Die Geschichte, aus Alberts Sicht erzählt: U1 Vorgartenstraße, Aufgang Mexikoplatz. Fahrscheinkontrolle durch eine Gruppe von Kontrollorganen der Wiener Linien. Albert Birson verfügt über eine Jahresnetzkarte. Sie steckt an diesem Tag in einem Kuvert. Er sucht nach ihr, bleibt aber nicht stehen. Geht weiter Richtung Ausgang. Findet schließlich die Karte und bleibt nun stehen, noch vor dem Ausgang. Weist die Karte vor, aber das Kontrollorgan reißt sie ihm aus der Hand. Baut sich drohend vor dem Jahreskartenbesitzer auf. Albert ist nicht auf einen Wickel aus, setzt seinen Weg zum Ausgang fort; die Karte hat das Kontrollorgan, aber Albert weiß, er kriegt jederzeit eine neue. Plötzlich spürt er, dass ihn wer an der Schulter festhält. Das Kontrollorgan. Gegen körperliche Attacken sollen auch so manche Nicht-Anarchist_innen allergisch sein. Albert schreit den Mann an. Nun fängt auch die verkörperte Wiener Linie zu schreien an. «Er hat mich geschlagen! Er hat mich geschlagen!» Eine halbe Stunde nach dem Vorfall wird im Lorenz-Böhler-Krankenhaus beim beamteten «Opfer» eine leichte Schwellung und eine beginnende Blutunterlaufung festgestellt.
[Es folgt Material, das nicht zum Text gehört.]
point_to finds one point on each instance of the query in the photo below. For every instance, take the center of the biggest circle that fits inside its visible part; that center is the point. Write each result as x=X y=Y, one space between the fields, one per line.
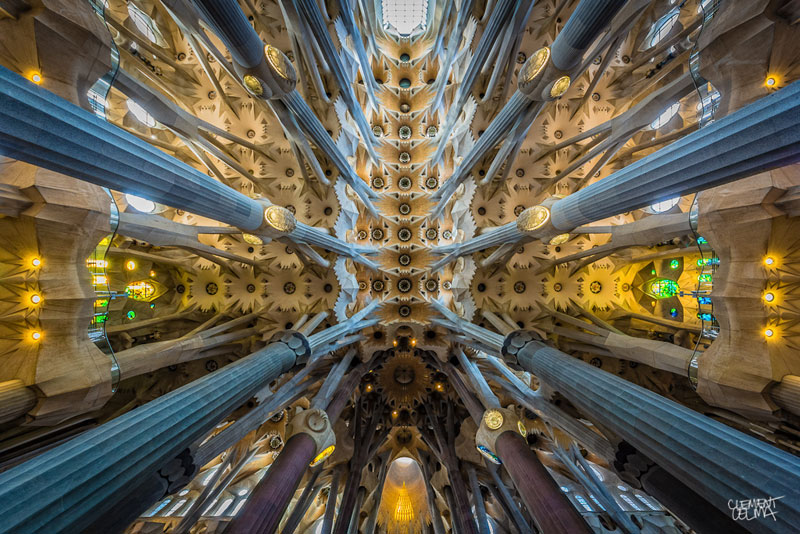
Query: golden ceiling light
x=252 y=239
x=560 y=87
x=322 y=456
x=280 y=219
x=493 y=419
x=278 y=61
x=533 y=218
x=253 y=84
x=535 y=65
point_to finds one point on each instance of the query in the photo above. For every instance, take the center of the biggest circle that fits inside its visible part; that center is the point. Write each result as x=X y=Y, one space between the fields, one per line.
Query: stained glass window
x=661 y=288
x=405 y=16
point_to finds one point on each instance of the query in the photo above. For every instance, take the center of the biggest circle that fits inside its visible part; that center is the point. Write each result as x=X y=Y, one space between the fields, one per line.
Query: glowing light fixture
x=404 y=512
x=536 y=64
x=560 y=87
x=252 y=239
x=493 y=419
x=406 y=17
x=322 y=456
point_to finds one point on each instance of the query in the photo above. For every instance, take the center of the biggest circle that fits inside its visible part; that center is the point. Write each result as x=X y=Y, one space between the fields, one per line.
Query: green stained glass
x=661 y=288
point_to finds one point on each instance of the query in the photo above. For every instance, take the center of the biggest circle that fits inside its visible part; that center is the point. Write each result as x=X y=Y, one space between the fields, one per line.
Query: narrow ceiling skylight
x=406 y=17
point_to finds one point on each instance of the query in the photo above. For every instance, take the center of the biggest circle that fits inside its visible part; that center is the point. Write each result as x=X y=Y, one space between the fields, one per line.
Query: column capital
x=297 y=343
x=314 y=423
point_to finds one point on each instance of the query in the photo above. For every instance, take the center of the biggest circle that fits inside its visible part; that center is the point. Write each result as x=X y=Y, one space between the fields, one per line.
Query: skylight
x=406 y=17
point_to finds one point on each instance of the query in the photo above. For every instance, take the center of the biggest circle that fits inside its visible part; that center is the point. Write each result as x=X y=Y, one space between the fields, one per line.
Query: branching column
x=107 y=477
x=714 y=460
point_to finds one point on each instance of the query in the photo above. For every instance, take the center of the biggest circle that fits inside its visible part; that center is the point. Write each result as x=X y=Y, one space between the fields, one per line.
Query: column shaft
x=540 y=493
x=68 y=487
x=266 y=506
x=761 y=136
x=714 y=460
x=693 y=510
x=40 y=128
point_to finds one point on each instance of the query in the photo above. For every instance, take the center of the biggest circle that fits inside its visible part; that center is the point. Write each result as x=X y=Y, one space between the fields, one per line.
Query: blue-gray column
x=40 y=128
x=761 y=136
x=102 y=473
x=714 y=460
x=228 y=22
x=582 y=28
Ein Jahr später kommt heraus, dass niemand wirklich weiß, wo sich die Schwellung befand. Am linken Knie? Am rechten Knie? Am linken Oberschenkel? Am rechten Oberschenkel? Und mit welchem Körperteil soll Albert Birson «zugeschlagen» haben? Mit dem Knie? Mit dem Rist? Mit dem Fuß? Alle Versionen tauchen während des Verfahrens auf. Kein Wunder, dass der «Täter» für sich folgenden Schluss zieht: Drei Wochen Krankenstand für eine Verletzung, deren Verortung nicht mehr klargestellt werden konnte, riecht sehr nach Arbeitsverweigerung und Erschleichung von Schmerzensgeldern.
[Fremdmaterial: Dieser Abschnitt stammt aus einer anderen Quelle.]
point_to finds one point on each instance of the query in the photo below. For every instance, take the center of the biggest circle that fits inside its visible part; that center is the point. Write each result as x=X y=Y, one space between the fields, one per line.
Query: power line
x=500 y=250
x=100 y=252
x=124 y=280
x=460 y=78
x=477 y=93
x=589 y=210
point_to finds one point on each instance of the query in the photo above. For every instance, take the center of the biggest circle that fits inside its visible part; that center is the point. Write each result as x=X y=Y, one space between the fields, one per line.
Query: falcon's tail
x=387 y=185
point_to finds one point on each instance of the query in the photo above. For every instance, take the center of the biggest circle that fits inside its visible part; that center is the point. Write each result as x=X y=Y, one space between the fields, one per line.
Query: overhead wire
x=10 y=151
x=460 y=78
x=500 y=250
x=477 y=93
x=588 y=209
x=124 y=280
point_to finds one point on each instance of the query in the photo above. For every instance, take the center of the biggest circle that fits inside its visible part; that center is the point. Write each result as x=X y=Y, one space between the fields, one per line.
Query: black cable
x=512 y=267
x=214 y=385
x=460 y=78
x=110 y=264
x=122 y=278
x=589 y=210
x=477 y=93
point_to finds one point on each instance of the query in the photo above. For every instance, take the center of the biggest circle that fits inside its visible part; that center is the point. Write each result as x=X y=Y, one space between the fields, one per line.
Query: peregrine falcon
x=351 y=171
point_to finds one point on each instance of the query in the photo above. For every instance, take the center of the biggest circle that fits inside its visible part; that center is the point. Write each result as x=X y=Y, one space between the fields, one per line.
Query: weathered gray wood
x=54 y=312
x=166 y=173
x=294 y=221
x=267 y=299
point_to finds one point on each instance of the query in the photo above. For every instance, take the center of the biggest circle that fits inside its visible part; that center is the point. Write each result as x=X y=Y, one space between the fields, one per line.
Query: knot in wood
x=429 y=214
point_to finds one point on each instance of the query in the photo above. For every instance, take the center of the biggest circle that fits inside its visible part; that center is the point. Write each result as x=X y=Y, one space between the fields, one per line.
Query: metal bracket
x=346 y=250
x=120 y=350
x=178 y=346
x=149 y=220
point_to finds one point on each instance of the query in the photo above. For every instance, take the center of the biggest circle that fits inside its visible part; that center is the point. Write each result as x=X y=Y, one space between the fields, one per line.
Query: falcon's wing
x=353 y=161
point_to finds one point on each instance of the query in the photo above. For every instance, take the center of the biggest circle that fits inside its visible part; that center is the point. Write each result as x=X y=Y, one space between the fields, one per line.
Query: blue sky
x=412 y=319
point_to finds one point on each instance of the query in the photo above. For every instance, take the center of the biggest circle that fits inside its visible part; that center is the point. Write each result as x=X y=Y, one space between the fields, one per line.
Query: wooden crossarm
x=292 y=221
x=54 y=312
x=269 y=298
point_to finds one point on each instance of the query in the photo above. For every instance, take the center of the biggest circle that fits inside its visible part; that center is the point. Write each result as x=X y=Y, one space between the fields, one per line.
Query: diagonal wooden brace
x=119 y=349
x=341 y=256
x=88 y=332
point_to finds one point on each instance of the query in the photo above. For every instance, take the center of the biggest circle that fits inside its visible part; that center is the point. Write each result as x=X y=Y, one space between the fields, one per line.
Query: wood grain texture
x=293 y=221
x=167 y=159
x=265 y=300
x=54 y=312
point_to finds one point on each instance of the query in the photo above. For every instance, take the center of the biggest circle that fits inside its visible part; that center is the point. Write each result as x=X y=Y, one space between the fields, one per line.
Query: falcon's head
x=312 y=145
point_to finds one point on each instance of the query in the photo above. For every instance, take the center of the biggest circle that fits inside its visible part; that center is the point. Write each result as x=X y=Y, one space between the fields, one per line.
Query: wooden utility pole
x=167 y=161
Schließlich erzählt mir Albert Birson eine andere Geschichte. Eines Tages hört er, als er eine Rolltreppe hinunterfährt, zwei Frauen, die wunderbare Musik machten: Gitarre, Maultrommel und Gesang. Albert bleibt stehen, um zuzuhören. Eine U-Bahn nach der anderen fährt ohne ihn weiter. «Doch dann wird’s grauslich: Die Ordnung betritt die Bühne!», erklärt Albert. Hier finde eine Störung der Fahrgäste statt, diagnostizieren die Wächter der guten Sitten. Er stehe schon lange da, und niemand hätte sich gestört gefühlt, wendet Albert ein. Die ­Sheriffs sind nicht beeindruckt. Sie beenden das Konzert, Befehl sei Befehl. Wie schön wäre die Stadt, wenn die Ordnungshüter_innen ausschließlich das bekämpfen würden, was man laut bürgerlichem Gesetzbuch nicht tun darf. Musik machen und um Spenden dafür zu bitten, das hält jede Bevölkerung aus. «Die Stadt gehört dir», singen Kinder in einem PR-Video der Wiener Linien. Albert Birson hat manchmal den Eindruck, die städtischen Verkehrsbetriebe haben damit nicht die Benützer_innen gemeint.